S claims the universe has a cause of its existence (P). S’ says: “I’ve seen the evidence and arguments and on balance, I don’t know, maybe it does, maybe it doesn’t. I just know you don’t know that it does.” S’ freely admits she doesn’t know if P is true or false. S’ is agnostic on P. After S tries to persuade S’ with arguments Q…Qn, S’ says: “I find all of your arguments unpersuasive.” Now does S’ remaining agnostic and unpersuaded mean S has no justification for believing that P? Not necessarily, and in many cases, not likely.

Say S gives the following argument Q as justification for P:

P1 – Things that begin to exist have a cause.
P2 – The universe began to exist.
P (conclusion) – Therefore, the universe has a cause.

The above deductive argument is valid; if the premises are true, the conclusion follows logically and inescapably. Therefore, if S’ knows S has no justification for believing that P, she must know (at least) Q provides no justification for believing that P. But how could she possibly know this without knowing either P1 or P2 is false or unjustified? She can’t. She cannot logically infer P1 or P2 is false merely because she is unconvinced P1 and P2 are true. Nor can she know the belief of S in P1 or P2 is unjustified unless she knows all of the justification-claims of S for the premises.

What typically transpires while discussing a valid argument like Q is S’ says: “I’m not convinced P1 or P2 is true. So your argument is unpersuasive.” That’s fine; how persuasive Q is to S’ is partly up to S’, but that hardly means Q is unsound, thereby providing no justification for S. With a deductive argument, justification is conferred as follows:

Q provides justification for S if Q is valid and upon S performing their epistemic duty (considering the arguments and evidence) for P1 and P2 find the conjunction of the premises more plausible than its negation. 

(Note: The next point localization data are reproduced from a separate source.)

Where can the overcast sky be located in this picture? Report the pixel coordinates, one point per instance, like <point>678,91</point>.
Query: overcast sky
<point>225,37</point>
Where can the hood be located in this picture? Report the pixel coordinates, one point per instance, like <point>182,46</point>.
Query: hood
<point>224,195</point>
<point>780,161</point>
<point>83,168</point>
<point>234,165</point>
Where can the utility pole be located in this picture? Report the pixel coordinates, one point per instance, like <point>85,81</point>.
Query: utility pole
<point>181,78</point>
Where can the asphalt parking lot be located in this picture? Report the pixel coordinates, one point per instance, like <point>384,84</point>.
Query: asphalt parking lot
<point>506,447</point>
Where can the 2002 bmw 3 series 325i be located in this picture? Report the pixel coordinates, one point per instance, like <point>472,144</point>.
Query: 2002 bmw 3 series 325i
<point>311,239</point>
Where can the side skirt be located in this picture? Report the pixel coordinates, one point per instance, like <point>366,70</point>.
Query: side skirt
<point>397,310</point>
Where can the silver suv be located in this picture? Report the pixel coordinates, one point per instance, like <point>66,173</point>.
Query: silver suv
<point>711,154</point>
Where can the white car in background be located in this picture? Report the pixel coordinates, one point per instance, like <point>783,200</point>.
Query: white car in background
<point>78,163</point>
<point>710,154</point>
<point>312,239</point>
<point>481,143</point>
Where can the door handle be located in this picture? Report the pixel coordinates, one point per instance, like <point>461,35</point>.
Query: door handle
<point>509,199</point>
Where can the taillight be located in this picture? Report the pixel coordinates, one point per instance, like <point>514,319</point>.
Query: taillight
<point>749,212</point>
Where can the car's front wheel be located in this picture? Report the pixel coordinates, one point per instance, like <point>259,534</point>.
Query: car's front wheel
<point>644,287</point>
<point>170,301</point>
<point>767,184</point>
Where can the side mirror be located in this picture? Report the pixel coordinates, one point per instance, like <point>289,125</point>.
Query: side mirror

Of course, this doesn’t mean P1 and P2 are true! Nor does it say the conclusion (P) is true. Keep in mind we are talking about justification, not truth-values. Of course, S’ being agnostic on P1 and P2 may enter into a regress and attack the justification for believing the premises. But this rarely happens and when it does, the problem is merely pushed to the next level down. When S’ fails to ask for the justification from S for P1 and P2, then we know S’ doesn’t know S is unjustified.

I’ve given a somewhat technical explanation as to why the phrase “I don’t know, but I know you don’t know” is usually philosophically untenable. The person who levels this claim doesn’t know if the proposition in question is true or not. Nor do they likely know all of the possible ways you justify your belief. They don’t know if you know or not. Perhaps a more straightforward way to address this kind of unreasonableness would be to respond: How do you know I don’t know? But that approach leaves me little to write on. As for humility: If you don’t know if something is true or not, then just admit it without attacking your interlocutor. The truly humble attitude is: Maybe you do know; I’m just not sure. This response is not only more reasonable; it is more likely to get the other person to consider your position.